Financial performance snapshot
(Rs m) 1QFY09 1QFY10 Change
Net sales 6,164 7,696 24.9%
Expenditure 3,921 4,790 22.2%
Operating profit (EBITDA) 2,243 2,907 29.6%
EBITDA margin 36.4% 37.8%  
Other income - 17  
Interest 197 376 91.3%
Depreciation 315 451 43.2%
Profit before tax/(loss) 1,732 2,097 21.1%
Tax 592 713 20.3%
Profit after tax/(loss) 1,140 1,384 21.5%
Net margin 18.5% 18.0%  
No of shares (m)** 11.9 238.0  
Diluted EPS (Rs)*   16.3  
P/E (times)   7.1  
*trailing twelve month earnings

Note: **In 1QFY10 no of shares has been adjusted for sub-division of equity shares of Rs 10 each into 10 equity shares of Rs 1 each and issue of bonus shares in the ratio of 1:1.

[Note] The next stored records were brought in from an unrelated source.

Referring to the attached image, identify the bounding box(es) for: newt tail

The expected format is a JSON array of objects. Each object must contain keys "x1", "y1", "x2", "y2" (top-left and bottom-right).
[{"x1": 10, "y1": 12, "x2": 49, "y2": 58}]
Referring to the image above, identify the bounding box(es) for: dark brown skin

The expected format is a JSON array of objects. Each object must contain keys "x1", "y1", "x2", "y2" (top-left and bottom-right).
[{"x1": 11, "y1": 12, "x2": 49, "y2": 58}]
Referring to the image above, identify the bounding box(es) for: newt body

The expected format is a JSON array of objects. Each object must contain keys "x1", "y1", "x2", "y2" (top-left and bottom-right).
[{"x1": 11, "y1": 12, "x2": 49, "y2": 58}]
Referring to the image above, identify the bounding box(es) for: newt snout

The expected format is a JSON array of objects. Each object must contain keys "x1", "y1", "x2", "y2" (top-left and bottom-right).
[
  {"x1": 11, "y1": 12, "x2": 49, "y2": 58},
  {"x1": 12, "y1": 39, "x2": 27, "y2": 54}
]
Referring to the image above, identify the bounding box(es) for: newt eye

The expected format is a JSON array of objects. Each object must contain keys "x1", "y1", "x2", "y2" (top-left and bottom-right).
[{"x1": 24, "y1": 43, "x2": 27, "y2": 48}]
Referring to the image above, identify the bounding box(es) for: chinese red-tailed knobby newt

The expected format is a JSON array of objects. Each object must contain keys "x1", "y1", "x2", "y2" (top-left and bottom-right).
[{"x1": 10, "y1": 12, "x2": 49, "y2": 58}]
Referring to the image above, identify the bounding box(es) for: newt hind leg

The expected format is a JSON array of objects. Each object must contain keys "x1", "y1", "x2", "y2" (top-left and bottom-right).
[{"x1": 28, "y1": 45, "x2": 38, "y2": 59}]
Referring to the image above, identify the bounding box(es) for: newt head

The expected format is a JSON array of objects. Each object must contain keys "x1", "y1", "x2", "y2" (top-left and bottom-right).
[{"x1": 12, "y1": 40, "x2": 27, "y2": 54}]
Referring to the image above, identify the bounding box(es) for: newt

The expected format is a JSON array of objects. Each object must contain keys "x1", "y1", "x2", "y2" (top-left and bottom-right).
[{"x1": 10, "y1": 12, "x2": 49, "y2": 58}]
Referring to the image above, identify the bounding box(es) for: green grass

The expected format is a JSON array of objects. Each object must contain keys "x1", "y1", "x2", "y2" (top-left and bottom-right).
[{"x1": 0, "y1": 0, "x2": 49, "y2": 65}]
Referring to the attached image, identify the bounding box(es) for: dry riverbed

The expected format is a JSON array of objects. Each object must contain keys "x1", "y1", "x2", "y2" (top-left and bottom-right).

What has driven performance in 1QFY10?
  • Madras Cements reported a topline growth of 24.9 YoY during 1QFY10. Delayed monsoons and ongoing infrastructure activity has sustained the demand for the commodity. Madras Cements does not publish volume numbers and hence it is difficult to comment on the same. However, the company is a major player in the southern region, which is facing logistics issues. Moreover, due to elections in Tamil Nadu and power cuts in this region cement manufacturers were unable to utilize capacity optimally. The company’s three plants are situated in Tamil Nadu, the region that reported flat growth, while the Southern region as a whole has reported nearly 5% YoY growth in volumes. Thus, it looks like that the growth has primarily been driven by firm cement prices.

    Cost break-up
    (Rs m) 1QFY09 1QFY10 Change
    Raw material consumed 894 1154 29.1%
    Staff costs 221 327 48.4%
    Power & Fuel 1268 1408 11.1%
    Transportation & handling 878 1155 31.5%
    Other expenditure 661 746 12.8%
    Total expenses 3,921 4,790 22.2%

  • Crude prices cooled off towards the end of CY08. The benefit of the same has started flowing in, as the companies within the industry have cleared out the earlier high cost inventory. Despite this, the overall cost of operations has gone up 22.2% YoY on account of higher raw material costs (gypsum, coal, etc). Slower growth in cost of operation in comparison to topline resulted in 1.4% expansion in operating margins.

  • While operating profits reported 29.6% YoY growth, net profits growth was capped at 21% YoY largely on account of higher interest expenses and depreciation charges. The same is on the higher side as the company has expanded its capacity in 4QFY09 to 10 MTPA.

What to expect?
Madras Cements has achieved its capacity expansion target and as of now has no other capacity expansion plans. The expansion plan would not only help Madras Cements to cater to the increasing demand for the commodity, but will also help it sustain its market share. While this is a positive from a long-term perspective, in the medium term the company is expected to witness pressure on margins on account of higher interest and depreciation costs. Further, as the planned capacities become operational, the high realisations witnessed at present are not likely to be sustained.

At the current price of Rs 115, the stock is fairly valued at an EV/ton of little over Rs 3,800 as per our FY12 estimates and hence investors should practice caution while investing in the stock. We shall soon update our research report on the company.